Baby-Illusion: Jüngste Kinder bleiben Nesthäkchen für die Eltern

Zwei Geschwister halten sich im Arm
Der kleinere Bruder wird wahrscheinlich für kleiner gehalten, als er ist © Alicia Shields

"Die kleinen brauchen mehr Fürsorge"

Es ist egal, wie alt das Nesthäkchen einer Familie ist, es kann längst die 40 überschritten haben, für die Mütter ist es immer der oder die Kleine. Psychologen haben dieses Phänomen untersucht und dafür auch einen hübschen Namen gefunden: die Baby-Illusion. Mitleid mit man mit den Kleinen allerdings nicht haben, meistens geht es ihnen ziemlich gut.

Von Christiane Mitatselis

Die Studie zur Baby-Illusion stammt aus Australien. Die Forscher fanden unter anderem heraus, dass sich Mütter bei der Körpergröße ihres letztgeborenen Kindes meistens deutlich vertun – und zwar nach unten. Sie schätzten ihr jüngstes Kind im Schnitt 7,5 Zentimeter kleiner ein als es in Wirklichkeit ist. Zudem braucht das Kleine immer besonders viel Fürsorge und Aufmerksamkeit. Nebeneffekt der Baby-Illusion: Ältere Geschwister erscheinen den Eltern nach der Geburt eines kleineren sofort größer.

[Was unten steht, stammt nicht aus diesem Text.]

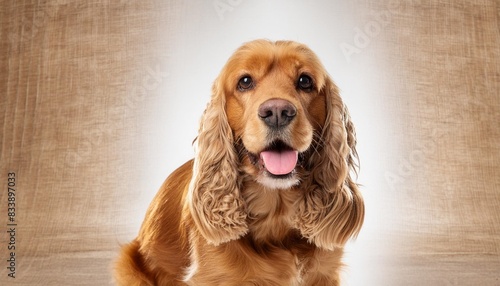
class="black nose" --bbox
[259,99,297,128]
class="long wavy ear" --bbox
[297,79,365,249]
[186,77,248,245]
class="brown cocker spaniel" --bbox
[115,40,364,286]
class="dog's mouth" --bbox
[250,140,300,179]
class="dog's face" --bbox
[190,40,364,246]
[219,41,327,188]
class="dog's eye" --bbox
[238,76,253,91]
[297,74,313,91]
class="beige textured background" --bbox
[0,0,500,286]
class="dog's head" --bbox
[188,40,364,248]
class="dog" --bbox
[115,40,364,286]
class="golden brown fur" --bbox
[115,40,364,286]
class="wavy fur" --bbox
[115,40,364,285]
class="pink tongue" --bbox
[260,150,298,175]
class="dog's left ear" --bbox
[297,78,365,249]
[186,80,248,245]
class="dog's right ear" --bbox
[186,79,248,245]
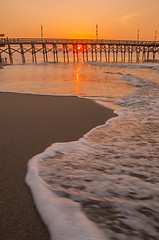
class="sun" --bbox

Dabei ist es egal, ob es sich um Jungen oder Mädchen handelt.

Mütter können nichts dafür, dieses Verhalten ist von der Natur vorgegeben. In der Wildnis brauchen die Kleinen schließlich mehr Schutz, da sie zum Beispiel noch nicht so schnell rennen können, wenn Gefahr droht, etwa eine Horde Wölfe oder Löwen.

Die Kehrseite der Medaille

Wer jüngere Geschwister hat, der weiß: Mitleid sollte man mit den Kleinen auf keinen Fall haben, sie führen, zumindest als Kinder und Jugendliche, meistens ein hochbequemes Leben. Einerseits wird von ihnen sowieso weniger verlangt, da sie ja so arm und klein sind. Und andererseits boxen die Älteren bei den Eltern wichtige Dinge durch: die Anschaffung eines Hundes, die Erlaubnis, Reitstunden zu nehmen oder Fußball zu spielen, Cola zu trinken, Schokolade zu konsumieren, bei Freunden zu übernachten, mit 16 bis Mitternacht ausgehen zu dürfen – und so weiter.

Von der Grundlagenarbeit der Älteren profitieren die Jüngeren. Sie müssen sich nicht streiten, nicht kämpfen – ihnen fallen die Dinge meist in den Schoß. Simpler geht es nicht. Manchmal funktioniert es zu einfach.

Schaut man sich die Kehrseite der Medaille an, so findet man dies. Werden die Kleinen von der Mami zu sehr verhätschelt und zu wenig gefordert, so entwickeln sie im Leben keine Wettkampfmentalität. Oder anders ausgedrückt: Sie können Opfer einer Illusion werden, die im Babyalter begann. Die verwöhnten Kleinen werden im echten Leben vergeblich darauf warten, dass jemand für sie kämpft, etwas für sie tut, sofort Hilfe leistet, wenn sie nur laut genug brüllen. Irgendwann ist das Nesthäkchen kein Baby mehr, auch wenn die Mutter da lebenslang anderer Meinung sein mag.